Chaque transaction (en fait on entend par là toute opération comme un enregistrement de données, un paiement, un contrat..) est introduite par un des utilisateurs dans un « bloc ». Par exemple si je veux régler une somme à un fournisseur, appelons-le Pierre, nous inscrivons cette somme sur un bloc numérique  qui est ensuite crypté et horodaté avec la signature cryptée de son auteur. Dès lors qu’un nombre suffisant de participants à la blockchain attestent cette transaction (c’est la notion de consensus distribué vérifié par un algorithme) le bloc est alors accolé au bloc précédent de la chaine de manière chronologique, puis rapidement suivi du bloc suivant qui s’accroche à lui- en terme technique cela s’appelle le « hachage » !- La preuve numérique étant ainsi constituée, je peux alors faire le règlement financier à Pierre. Les blocs deviennent ensuite indissociables et constituent la fameuse chaîne. Un bloc inséré dans la chaine devient alors public (consultable par tous), infalsifiable (grâce à la cryptographie) et en quelque sorte indélébile (un bloc inséré dans une chaine devient techniquement absolument inviolable vu le nombre astronomique de combinaisons possibles qu’il faudrait dénouer pour y parvenir). La blockchain n’étant pas hébergée sur un site particulier mais présente sur de multiples ordinateurs interconnectés, mis à jour simultanément en temps réel, chez un très grand nombre d’utilisateurs, la sécurité du système est totale et de plus quasiment gratuite en apparence. Par la technologie blockchain les données sont donc complètement sécurisées mais en même temps accessibles de manière ouverte à tous les utilisateurs.

Suivre son litre de lait à la trace

Au rayon produits laitiers des Super U de Vendée vous vivrez une expérience équivalente. Au milieu de la véritable marée blanche de bouteilles de lait marquetées « éthiques », locales, rémunérant mieux le producteur, respectant le bien-être animal comme « C’est Qui Le Patron » ou « Cœur de Normandie », la brique « Juste et Vendéen » se singularise en certifiant et prouvant sa promesse. Le consommateur, grâce encore à un QR Code, peut connaître précisément l’origine et les caractéristiques du produit (durée de pâturage, alimentation …). Le promoteur de ce produit, la FDSEA de la Vendée, utilise pour cela une blockchain publique et fait de cette maîtrise directe par le syndicat de producteurs un argument commercial !

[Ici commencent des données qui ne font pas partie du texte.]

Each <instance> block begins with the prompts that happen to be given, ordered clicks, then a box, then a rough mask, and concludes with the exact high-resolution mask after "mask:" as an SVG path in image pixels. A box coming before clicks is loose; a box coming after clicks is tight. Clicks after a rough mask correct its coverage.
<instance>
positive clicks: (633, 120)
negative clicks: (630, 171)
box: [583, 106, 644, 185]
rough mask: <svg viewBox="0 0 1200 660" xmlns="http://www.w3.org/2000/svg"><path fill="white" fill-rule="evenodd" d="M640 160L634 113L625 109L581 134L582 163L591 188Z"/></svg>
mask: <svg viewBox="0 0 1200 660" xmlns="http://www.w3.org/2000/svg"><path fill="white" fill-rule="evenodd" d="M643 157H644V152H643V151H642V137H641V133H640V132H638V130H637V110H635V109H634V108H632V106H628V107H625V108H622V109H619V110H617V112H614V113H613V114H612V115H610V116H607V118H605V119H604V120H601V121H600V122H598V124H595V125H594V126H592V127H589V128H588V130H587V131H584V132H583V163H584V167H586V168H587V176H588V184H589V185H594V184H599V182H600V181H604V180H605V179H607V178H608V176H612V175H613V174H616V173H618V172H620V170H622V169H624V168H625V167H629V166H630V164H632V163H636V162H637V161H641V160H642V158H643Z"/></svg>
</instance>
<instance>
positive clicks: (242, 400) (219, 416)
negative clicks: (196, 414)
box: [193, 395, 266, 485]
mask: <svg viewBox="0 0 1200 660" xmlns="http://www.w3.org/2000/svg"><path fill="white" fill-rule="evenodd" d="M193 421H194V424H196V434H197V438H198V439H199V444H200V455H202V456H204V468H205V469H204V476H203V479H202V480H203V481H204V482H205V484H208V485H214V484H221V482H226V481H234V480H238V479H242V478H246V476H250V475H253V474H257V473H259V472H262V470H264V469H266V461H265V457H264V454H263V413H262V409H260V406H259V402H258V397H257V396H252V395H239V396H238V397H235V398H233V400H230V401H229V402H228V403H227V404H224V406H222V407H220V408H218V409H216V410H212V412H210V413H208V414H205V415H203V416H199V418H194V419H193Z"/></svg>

Dans ces deux exemples de traçabilité et presque de certification produit, la confiance réside dans la transparence permise par la blockchain. On perçoit cependant rapidement une limite de cette technologie qui garantit les données une fois qu’elle sont intégrées dans le système mais ne peut certifier la véracité de s informations avant leur saisie dans la chaine. Par exemple, si l’éleveur laitier, le volailler, l’accouveur, le fabriquant d’aliment, l’abatteur ou le distributeur de nos exemples enregistrent de fausses informations la sécurité anti-fraude n’est pas garantie. C’est pourquoi la logique de la blockchain est de supprimer au maximum les interventions humaines tout au long de la chaine, d’automatiser les saisies et les transferts de données notamment grâce à l’internet des objets. La garantie des consommateurs rejoint alors la simplification pour les producteurs.

Par exemple une société française APPLIFARM travaille actuellement à une mesure exacte et automatique du pâturage en localisant et suivant les animaux grâce à leur boucle RFID. Cela permettra de certifier automatiquement le temps de pâturage pour le consommateur. Cela permettra en même temps un pilotage plus fin du troupeau en analysant le comportement individuel de chaque animal.